The Winter Olympics and Paralympics come to the Vancouver-Whistler area of Canada in February and March. No doubt, many Canadians are looking forward to the sports and hoping for gold, especially in ice-hockey. However there are growing concerns about the costs and problems the Olympics will cause.
The costs of the Montreal Olympics, in 1976, are a stark reminder of the huge expense involved. Before those games, Montreal’s mayor, Jean Drapeau, stated that “the Olympics can no more have a deficit than a man can have a baby”, but the games cost the city one billion dollars and the debt for the games was only paid off in 2006 – 30 years later!
Winter Olympics: Vancouver dangerously indebted?
People in Vancouver were assured the games would not result in a huge debt burden, but it is now looking less likely. The City of Vancouver carried out major cuts to services this year, while spending an unknown sum on the Olympics. The city has not produced figures on its expenditure, but it is certainly several tens of millions of Canadian dollars. The province of British Colombia (BC) also has fired workers, cutting funding for schools and libraries, and art funding has almost been abolished, with cuts of over 90%. The federal government of Canada is also cutting services while pouring money into the Olympics.
One of the major expenditures concerns security. When Vancouver was awarded the games, the cost of security was estimated $175 million, now it is (C) $ 900 million, a 5-fold increase. There are 25,000 people involved with security for the games. Worryingly, the police put terrorists, protestors and homeless people in the same sentence when talking about the issues they may have to deal with. Be prepared for aggressive behaviour from the police, at some stage of the Games. Already they have planted undercover agents among protesters.

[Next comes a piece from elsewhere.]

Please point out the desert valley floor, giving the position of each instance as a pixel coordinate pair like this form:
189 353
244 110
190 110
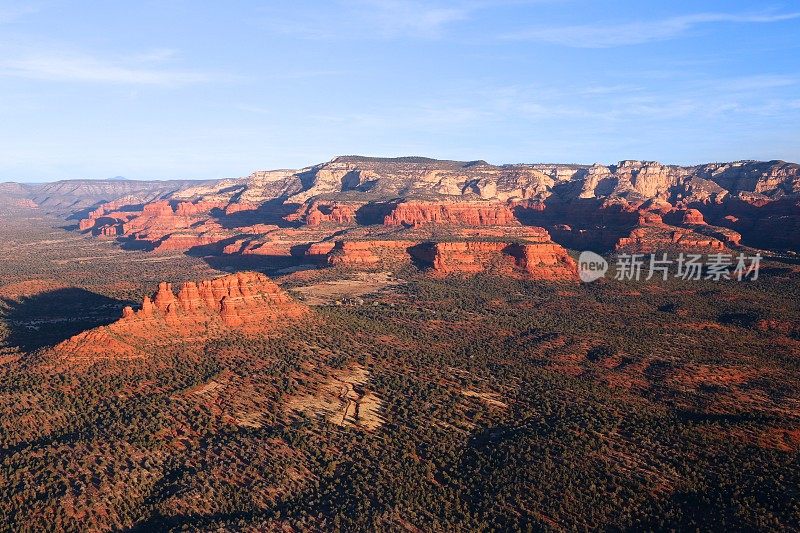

There has been construction but one of the biggest costs was upgrading the one road that connects Whistler to Vancouver. The road winds along the edge of the water, with towering mountains on the other side. There is a railway line along this route but the province decided to spend at least $600 million (probably an under-estimate) and damaged key environmental areas, to widen the highway. The construction involved blasting mountainsides of granite. The railway line has had no investment and is still only used for freight – what a missed opportunity! Around Vancouver, roads are closed, transport is disrupted, stores are facing inconvenience, and people are being warned to expect long delays waiting for buses as Olympic traffic takes priority.
The weather this winter has been mild – maybe an impact of climate changes – and there is very little snow on the nearby mountains for some of the Olympic competitions. The games organizers are using trucks and helicopters to bring in snow for the games!
The Olympic organizers have gone to great lengths to protect the commercial interest of the sponsors and for themselves. The Olympic motto is, ‘With glowing hearts’, a quote from the Canadian national anthem, and they registered it as a trademark. The City of Vancouver has introduced a by-law, claiming it is to protect Olympic sponsors, but it bans ‘illegal signage’, allows the authorities to remove posters from people’s homes, and restricts the right to hand out protest leaflets.
As resentment at the inconvenience and cost of the Olympics grows, the City of Vancouver gave its staff a120-page glossy handbook, with ‘guidance’ on how to behave during the Olympics. It had gems of advice, such as workers should wear socks that match the colour of their trousers, they should always smile gently, and they must not put their hands in their pockets or cross their arms. But, at the same time, some city staff are losing their jobs and all of Vancouver will have reduced services, as the city’s employees are busy on Olympic duties.
The Games will see some great athletic achievements. Canada may win some gold medals and there will be some good parties. But will it have been worth all the money, environmental damage and inconvenience?
No doubt, when the Olympics are over, the people of Vancouver, BC and Canada will have a huge bill to pay. There will be some new sports facilities and a new highway. But the same amount of money could have been much better spent improving sporting facilities and developing the economy and environment in a planned and integrated way. After it is all over, Vancouver will still have a big homeless problem; the environment will have taken a hit. London: get ready for 2012!